I am learning kubernetes for a few weeks now but I am struggling with some design concepts and some basic questions came up.
I first tried docker-compose, than building docker images via Dockerfiles, stumbled over helm and kubectl. And now I came across building pods and building deployments. Now I know many different things but a real life example or some best practice knowledge would be appreciated. Google is great.. but it seems there is not just one way.
I understand, that pods should be able to be easily replaced / destroyed /recreated ...
Is it better to have a POD configuration like - nginx container - php container - mysql container - redis container edit: as I just read, pods share an IP-Adress so it would make no sense to inlcude mysql or redis here, right?
or better one pod with a - mysql container and one pod with containers for - nginx - php
and another with a - redis container
The content of the local webroot comes from a git repo.
I can create a yaml file for defining the containers inside my pod (type:pod). But I also can define a deployment.yaml (type:deployment).
Do I have to reference my pod.yaml inside my deployment.yaml or does the deployment includes all pod configuration and replaces the pod.yaml?
Regarding Pods. You can create one pod with everything you need. But that will be very fat pod. Remember, pod runs only on one node, it is not possible to run one pod partially on one node, and partially on another. One pod runs only on one node. That means from scalability standpoint many small pods are better than one big. Many small pods also generally provide more uniform resource and load distribution between nodes.
Also when you update one container in pod - the whole pod gets restarted. So if you have application and database in the same pod - if you update app code - database will also be restarted. Not cool, eh?
But in some cases running several containers in one pod may be reasonable. Remember, all containers in pod share network address and localhost. So containers within pod have very low network latency.

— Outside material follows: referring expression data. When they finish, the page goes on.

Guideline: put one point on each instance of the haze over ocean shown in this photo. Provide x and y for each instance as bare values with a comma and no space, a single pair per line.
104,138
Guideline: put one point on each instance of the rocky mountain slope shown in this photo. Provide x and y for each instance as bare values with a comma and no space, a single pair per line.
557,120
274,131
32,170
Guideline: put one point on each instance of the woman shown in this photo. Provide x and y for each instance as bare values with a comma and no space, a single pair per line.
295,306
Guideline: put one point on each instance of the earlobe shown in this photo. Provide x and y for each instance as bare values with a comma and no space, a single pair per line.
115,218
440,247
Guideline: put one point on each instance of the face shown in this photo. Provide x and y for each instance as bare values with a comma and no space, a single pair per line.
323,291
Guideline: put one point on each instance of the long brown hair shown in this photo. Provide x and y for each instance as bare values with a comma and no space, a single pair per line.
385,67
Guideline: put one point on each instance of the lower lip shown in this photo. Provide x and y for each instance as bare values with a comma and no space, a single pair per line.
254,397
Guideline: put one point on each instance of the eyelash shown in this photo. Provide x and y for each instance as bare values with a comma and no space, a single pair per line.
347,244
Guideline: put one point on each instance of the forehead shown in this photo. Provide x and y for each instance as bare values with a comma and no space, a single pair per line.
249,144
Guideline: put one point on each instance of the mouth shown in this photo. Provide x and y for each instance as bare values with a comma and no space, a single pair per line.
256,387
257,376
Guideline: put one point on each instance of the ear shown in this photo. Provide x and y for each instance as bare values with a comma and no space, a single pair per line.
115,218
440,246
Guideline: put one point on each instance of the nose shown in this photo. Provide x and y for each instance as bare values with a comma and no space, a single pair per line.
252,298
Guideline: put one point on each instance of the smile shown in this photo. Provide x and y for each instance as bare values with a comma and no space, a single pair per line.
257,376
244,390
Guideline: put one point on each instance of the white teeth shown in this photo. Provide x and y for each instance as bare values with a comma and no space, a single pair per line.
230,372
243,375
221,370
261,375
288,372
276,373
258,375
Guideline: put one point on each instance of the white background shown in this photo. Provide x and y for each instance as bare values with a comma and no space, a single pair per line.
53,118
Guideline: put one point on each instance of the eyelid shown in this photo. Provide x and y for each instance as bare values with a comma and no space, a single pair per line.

Also containers within pod can share volumes between each other. That is also important in some cases.
Persistent volumes You cannot mount a Git repo into pod. Well, at least that's not what you should do. You should pack your webroot into Docker image and run that in Kubernetes. And this should be done by Jenkins which can build on commit.
Alternatively you can place your files onto shared persistent volume if you want to share files between deployment replicas. That is also possible, you must find so called ReadWriteMany volumes like NFS or GlusterFS that can be shared between multiple pods.
Deployment via config file (eg. stage.yaml, live.yaml) etc.
I've found Helm to work well for this. A Helm "chart" can be deployed with a corresponding set of "values" in a YAML file, and these can be used to configure various parts of the overall deployment.
One useful part of Helm is that there is a standard library of charts. Where you say you need MySQL, you can helm install stable/mysql
and get a pre-packaged installation without worrying about the specific details of stateful sets, persistent volumes, etc.
You'd package everything you suggest here into a single chart, which would have multiple (templated) YAML files for the different Kubernetes parts.
Handling of type: pod vs. type:deployment
A deployment will create some (configurable) number of identical copies of a pod. The pod spec inside the deployment spec contains all of the details it needs. The deployment YAML replaces an existing pod YAML.
You generally don't directly create pods. The upgrade lifecycle in particular can be a little tricky to do by hand, and deployments do all the hard work for you.
Is it better to have a POD configuration like...
Remember that the general operation of things is that a deployment will create some number of copies of a pod. When you have an updated version of the software, you'd push it to a Docker image repository and change the image tag in the deployment spec. Kubernetes will launch additional copies of the pod with the new pod spec, then destroy the old ones.
The two fundamental rules here:
If the components' lifecycles are different, they need to be in different deployments. For example, you don't want to destroy the database when you update code, so these need to be in separate deployments.
If the number of replicas are different, they need to be in different deployments. Your main service might need 3 or 5 replicas, depending on load; nginx just routes HTTP messages around and might only need 1 or 3; the databases can't be replicated and can only use 1.
In the setup you show, I'd have four separate deployments, one each for MySQL, Redis, the nginx proxy, and the main application.
The content of the webroot comes from a git repo.
The easiest way is to build it into an image, probably the nginx image.
If it's "large" (gigabytes in size) you might find it more useful to just host this static content somewhere outside Kubernetes entirely. Anything that has static file hosting will work fine.
There's not to my knowledge a straightforward way to copy arbitrary content into a persistent volume without writing a container to do it.
Your question doesn't mention Kubernetes services at all. These are core, and you should read up on them. In particular where your application talks to the two data stores, it would refer to the service and not the MySQL pod directly.
Depending on your environment, also consider the possibility of hosting the databases outside of Kubernetes. Their lifecycle is very different from your application containers: you never want to stop the database and you really don't want the database's managed stored to be accidentally deleted. You may find it easier and safer to use a bare-metal database setup, or to use a hosted database setup. (My personal experience is mostly with AWS, and you could use RDS for a MySQL instance, Elasticache for Redis, and S3 for the static file hosting discussed above.)